24 December 2017 – 7.42 pm : Knysna Warbler / Bradypterus sylvaticus (Knysnaruigtesanger) becomes my latest lifer – number 765 on my Southern Africa life list and the 9th addition to my life list for 2017. Location : Mossel Bay Golf Estate
Those are the bare facts and as I was not able to get a photo of this elusive bird, the post could end right here……… but there is more to the story than that of how I came to find this bird.
Firstly, some information on this species, starting with an extract from Roberts Birds of Southern Africa :
Status – Uncommon to rare and localised endemic; regarded as vulnerable
Habitat – Dense tangled thickets on edge of forests and along watercourses
General Habits – Very secretive; presence usually revealed only when calling
The Eskom Red Data Book of Birds of South Africa adds to this :
The Knysna Warbler is endemic to the region and has a highly restricted and fragmented distribution….
The SABAP2 distribution map below shows the current distribution of the Knysna Warbler, spread along the southern coastal regions of SA :
Going into more detail the map below is of the pentads in the Mossel Bay area, the coloured ones showing where Knysna Warbler has been recorded during the 10 years that records have been gathered – yellow, orange and green indicate a lower number of sightings, while blue, pink, red and purple indicate more frequent sightings. Uncoloured pentads are where the species has not been recorded yet. So for example there has been only one previous record in Mossel Bay (the yellow block) in 10 years
Estimates put the total population at less than 2500 individuals with a status of Vulnerable
None of which explains why this species, which occurs in areas I have visited frequently during the 30 or so years that I have been birding, has eluded me until now. That’s birding – no certainties, lots of surprises.
I can only recall one occasion some years ago, during a visit to the Big Tree near Knysna, when I heard the distinctive trilling call from deep in the surrounding forest bush, but was unable to locate the bird at all
I have been very aware of this gap in my birding life list for some time and was determined to put in a special effort to fill this gap during our current December 2017 / January 2018 visit to Mossel Bay. A local birder offered to show me some spots known to be reliable for Knysna Warbler but I had not yet got around to taking up the offer.
The story of my unexpected find starts with a family walk around the golf estate on Christmas eve, around 7 pm in the evening and still light. Gerda and I set off with daughter Geraldine and Andre as well as the two granddaughters – first to leave the group was Megan who had her running shoes on and with the abundant energy of youth went running off like an Impala.
At the top of the hill Gerda and Geraldine returned home to put the final touches to the Christmas eve dinner, leaving myself, Andre and Maia to continue, heading for the clubhouse with the intention of doing a full circuit of the estate. A little further along the road it started drizzling lightly and with dark-ish clouds chasing in from the sea, I suggested a shortcut over the golf course to get home – problem was Maia was barefoot and with access to the golf course being across a stretch of veld with the possibility of thorns, she and Andre decided to turn around and walk back along the paved road we had just come on. This left me to continue on my own with the weather threatening and dusk approaching ….

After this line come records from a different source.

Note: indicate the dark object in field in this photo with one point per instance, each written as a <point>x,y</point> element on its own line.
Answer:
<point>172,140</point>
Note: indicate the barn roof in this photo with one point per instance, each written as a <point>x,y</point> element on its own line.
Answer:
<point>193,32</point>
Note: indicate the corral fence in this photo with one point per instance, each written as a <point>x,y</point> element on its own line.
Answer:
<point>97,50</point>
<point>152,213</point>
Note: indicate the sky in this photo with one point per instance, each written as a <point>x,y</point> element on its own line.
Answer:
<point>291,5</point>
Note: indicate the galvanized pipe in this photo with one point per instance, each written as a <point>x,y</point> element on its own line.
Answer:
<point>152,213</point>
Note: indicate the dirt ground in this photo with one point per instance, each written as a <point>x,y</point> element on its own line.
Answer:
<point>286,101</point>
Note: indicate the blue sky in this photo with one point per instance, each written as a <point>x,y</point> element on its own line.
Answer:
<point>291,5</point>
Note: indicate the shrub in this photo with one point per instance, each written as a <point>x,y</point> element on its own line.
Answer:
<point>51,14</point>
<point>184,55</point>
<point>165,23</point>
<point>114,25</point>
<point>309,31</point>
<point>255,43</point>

I increased my pace a tad and at the bottom of the next hill I took a path on to the golf course and headed towards the edge of the 14th fairway and the path homewards. The rain had stopped and the dark clouds seemed to be moving away from me so I slowed my pace and listened to the birds calling from the dense bush that lines this part of the estate – the usual Mousebirds, Apalises and others were still active.
Then a different call attracted my attention and had me wondering out loud what it could be – my auditory memory kicked into overdrive and I just knew this was a call that I needed to get a handle on, familiar yet strange at the same time and certainly one I had not heard on the estate before.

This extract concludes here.